The research team focused their efforts on four areas: Consistent outcome documentation, application of JIA best practices, providing access to at-risk patients, and team awareness and agency.
As part of improving consistent outcome documentation, they integrated outcome metrics into data visualization tools so that gaps were more evident. Applying JIA best practices included standardizing their approach to assessing medication adherence and barriers, with changes to the JIA note templates in the electronic health record and updates to medication adherence handouts.
Providing access to at-risk patients included several components:
- Creating a population management team
- Defining a target population to engage with for earlier follow-up
- Using a monthly batch outreach to defined patients
- Having a coordinator or social worker reach out to those who don’t make appointments
- Using a new JIA/high disease activity video follow-up program.
Finally, team awareness and agency involved giving physicians monthly access to mean cJADAS values for their own patients and at the division level. They also held quarterly disparity mitigation workshops.
Although the institution’s JIA population grew 13%, from 776 to 878 patients, over the course of the study, from January 2023 to May 2024, there was minimal change in the characteristics of the patient population. By May 2024, two thirds of patients (68%) were women, and 23% had public insurance. The population included 67% non-Hispanic White, 9% Hispanic/Latino, 7% non-Hispanic Black, and 4% Asian patients.
One third of the patients (32%) had the oligoarticular subtype, and other subtypes included enthesitis-related at 16%, polyarticular rheumatoid factor (RF)–negative at 15%, systemic at 7%, psoriatic at 6%, undifferentiated at 5%, and polyarticular RF-positive at 4%; data on subtype were unavailable for 14%. Most of their patients (71%) were in a high or very high quintile of the Childhood Opportunity Index, and 12% were in a low or very low quintile.
Results of the Quality Improvement Project
As of May 2024, the team had reached most of the goals they had set in terms of individual metrics. They met their goal of having a complete cJADAS calculated in more than 80% of JIA visits each month. With a goal of having over 90% of JIA monthly visits include disease activity target attestations, they reached 95% by May.
They aimed to have over half of JIA monthly visits include documentation of medication adherence/barrier assessment, and 75% of monthly visits had one. For their monthly outreach goal for overdue visits, they aimed to contact more than 75% of patients within 30 days if they were newly overdue for a follow-up visit but had only reached 47% by May 2024. The team had also completed 154 Maintenance of Certification assessments by May.
From initiation of project planning in January 2023 through May 2024, the overall JIA patient population experienced an improvement in cJADAS from 2.9 to 2.54. In individual cJADAS components, the mean patient global score improved from 1.71 to 1.47, the physician global score improved from 0.81 to 0.75, and the joint count score improved from 0.71 to 0.68.
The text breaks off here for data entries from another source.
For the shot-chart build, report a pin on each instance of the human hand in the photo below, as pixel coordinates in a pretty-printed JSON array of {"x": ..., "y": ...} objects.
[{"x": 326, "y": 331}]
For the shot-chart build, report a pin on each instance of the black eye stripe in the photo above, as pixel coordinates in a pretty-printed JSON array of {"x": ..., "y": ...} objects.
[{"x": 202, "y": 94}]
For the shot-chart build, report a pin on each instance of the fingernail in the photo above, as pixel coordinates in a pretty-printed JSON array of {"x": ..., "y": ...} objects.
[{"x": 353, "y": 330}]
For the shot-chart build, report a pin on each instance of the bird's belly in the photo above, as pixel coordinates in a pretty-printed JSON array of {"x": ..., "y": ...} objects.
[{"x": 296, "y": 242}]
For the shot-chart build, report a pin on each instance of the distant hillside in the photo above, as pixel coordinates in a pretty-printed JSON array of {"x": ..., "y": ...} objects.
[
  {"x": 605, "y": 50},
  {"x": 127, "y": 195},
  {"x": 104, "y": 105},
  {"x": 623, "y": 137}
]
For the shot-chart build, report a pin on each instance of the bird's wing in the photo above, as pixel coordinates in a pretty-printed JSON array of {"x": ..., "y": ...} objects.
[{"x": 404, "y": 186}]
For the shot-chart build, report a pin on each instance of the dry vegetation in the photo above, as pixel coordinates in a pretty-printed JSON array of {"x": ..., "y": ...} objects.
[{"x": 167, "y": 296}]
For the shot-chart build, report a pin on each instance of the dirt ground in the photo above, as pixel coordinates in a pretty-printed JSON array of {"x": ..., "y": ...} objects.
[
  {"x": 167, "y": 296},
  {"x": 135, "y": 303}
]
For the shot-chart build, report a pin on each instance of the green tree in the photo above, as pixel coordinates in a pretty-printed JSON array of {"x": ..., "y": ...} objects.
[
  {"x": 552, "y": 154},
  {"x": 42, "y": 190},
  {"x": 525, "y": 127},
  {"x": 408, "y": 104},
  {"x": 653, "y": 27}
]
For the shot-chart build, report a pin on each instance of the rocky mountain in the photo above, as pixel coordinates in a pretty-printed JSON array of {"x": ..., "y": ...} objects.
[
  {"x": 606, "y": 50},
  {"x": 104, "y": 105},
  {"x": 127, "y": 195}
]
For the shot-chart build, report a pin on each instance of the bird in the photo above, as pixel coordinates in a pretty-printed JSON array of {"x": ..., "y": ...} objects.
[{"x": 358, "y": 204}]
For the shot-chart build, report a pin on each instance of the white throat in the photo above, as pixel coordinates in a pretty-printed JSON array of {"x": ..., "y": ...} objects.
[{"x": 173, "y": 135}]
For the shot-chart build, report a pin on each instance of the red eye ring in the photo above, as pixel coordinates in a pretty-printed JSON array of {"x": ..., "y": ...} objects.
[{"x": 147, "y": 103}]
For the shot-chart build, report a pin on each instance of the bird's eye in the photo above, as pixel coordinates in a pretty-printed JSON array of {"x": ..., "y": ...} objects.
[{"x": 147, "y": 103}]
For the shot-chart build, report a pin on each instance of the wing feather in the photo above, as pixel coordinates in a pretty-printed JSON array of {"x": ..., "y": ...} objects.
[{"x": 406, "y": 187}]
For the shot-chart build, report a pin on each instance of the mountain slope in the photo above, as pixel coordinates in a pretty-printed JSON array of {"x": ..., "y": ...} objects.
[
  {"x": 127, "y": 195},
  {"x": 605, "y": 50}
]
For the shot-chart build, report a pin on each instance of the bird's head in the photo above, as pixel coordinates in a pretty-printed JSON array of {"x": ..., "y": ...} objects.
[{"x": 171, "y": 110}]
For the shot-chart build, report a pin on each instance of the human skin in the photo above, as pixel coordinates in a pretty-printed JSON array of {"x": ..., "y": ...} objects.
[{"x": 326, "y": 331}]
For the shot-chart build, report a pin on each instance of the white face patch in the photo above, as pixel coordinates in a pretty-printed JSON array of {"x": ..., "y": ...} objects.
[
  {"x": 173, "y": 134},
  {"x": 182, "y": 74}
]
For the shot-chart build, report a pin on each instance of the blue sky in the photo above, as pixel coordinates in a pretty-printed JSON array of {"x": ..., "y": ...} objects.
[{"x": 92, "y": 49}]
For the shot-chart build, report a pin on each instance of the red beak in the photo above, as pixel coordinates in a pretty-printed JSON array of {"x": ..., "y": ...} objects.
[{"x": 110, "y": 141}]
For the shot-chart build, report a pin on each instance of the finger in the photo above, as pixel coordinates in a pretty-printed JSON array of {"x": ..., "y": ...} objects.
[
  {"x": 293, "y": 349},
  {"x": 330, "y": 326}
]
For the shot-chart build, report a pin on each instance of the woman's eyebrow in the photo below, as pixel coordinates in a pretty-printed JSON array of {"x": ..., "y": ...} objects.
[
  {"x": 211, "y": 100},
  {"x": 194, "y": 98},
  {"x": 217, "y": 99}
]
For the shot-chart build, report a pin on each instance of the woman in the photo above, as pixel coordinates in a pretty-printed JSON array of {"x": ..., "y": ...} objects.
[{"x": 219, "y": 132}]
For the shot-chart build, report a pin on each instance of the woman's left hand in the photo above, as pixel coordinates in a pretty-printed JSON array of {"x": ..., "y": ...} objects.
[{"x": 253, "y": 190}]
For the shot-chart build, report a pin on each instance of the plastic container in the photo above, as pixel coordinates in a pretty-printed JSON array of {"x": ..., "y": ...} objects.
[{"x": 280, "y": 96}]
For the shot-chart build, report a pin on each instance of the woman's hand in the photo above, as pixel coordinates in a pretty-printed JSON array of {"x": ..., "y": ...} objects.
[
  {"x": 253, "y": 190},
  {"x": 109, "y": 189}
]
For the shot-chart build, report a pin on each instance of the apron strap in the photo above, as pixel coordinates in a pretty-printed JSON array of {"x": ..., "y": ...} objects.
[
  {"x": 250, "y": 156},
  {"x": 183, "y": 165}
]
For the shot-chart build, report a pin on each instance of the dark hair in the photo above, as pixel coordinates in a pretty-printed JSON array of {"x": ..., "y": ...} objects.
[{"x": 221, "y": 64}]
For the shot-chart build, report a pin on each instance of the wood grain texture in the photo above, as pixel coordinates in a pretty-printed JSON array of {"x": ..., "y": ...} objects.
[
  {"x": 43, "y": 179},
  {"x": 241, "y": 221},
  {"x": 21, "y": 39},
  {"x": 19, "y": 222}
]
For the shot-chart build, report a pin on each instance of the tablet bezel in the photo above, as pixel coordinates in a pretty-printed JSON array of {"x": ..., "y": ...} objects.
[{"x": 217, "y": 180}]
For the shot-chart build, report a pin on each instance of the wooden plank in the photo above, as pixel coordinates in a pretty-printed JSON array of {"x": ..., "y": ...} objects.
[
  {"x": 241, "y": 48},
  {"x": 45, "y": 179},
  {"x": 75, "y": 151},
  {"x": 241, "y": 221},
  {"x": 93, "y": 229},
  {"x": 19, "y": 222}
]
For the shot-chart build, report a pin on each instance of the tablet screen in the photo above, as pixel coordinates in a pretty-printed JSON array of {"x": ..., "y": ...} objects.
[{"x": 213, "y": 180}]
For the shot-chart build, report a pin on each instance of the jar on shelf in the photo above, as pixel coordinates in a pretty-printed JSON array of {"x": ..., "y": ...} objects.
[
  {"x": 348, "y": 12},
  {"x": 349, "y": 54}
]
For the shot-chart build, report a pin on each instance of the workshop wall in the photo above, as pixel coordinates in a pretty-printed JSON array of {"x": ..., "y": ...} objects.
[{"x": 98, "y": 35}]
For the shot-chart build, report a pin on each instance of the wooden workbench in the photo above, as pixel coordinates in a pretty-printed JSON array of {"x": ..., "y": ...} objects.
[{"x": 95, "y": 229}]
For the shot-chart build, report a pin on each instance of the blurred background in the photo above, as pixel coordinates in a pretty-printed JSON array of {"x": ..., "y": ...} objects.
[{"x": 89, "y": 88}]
In the non-Hispanic Black population, the mean cJADAS improved from 5.06 in January 2023 to 4.31 in May 2024. Mean cJADAS in the non-Hispanic White population fell from 2.63 to 2.29. With a difference of 0.4 points fewer between the Black and White populations, the disparity gap closed by 17%.
One of the team’s next steps will be to focus on the Hispanic population in 2024-2025 by optimizing language services, working toward greater family involvement to better understand barriers to care, and ongoing population management.
Abel and Harry had no disclosures. No external funding was noted.
A version of this article appeared on Medscape.com.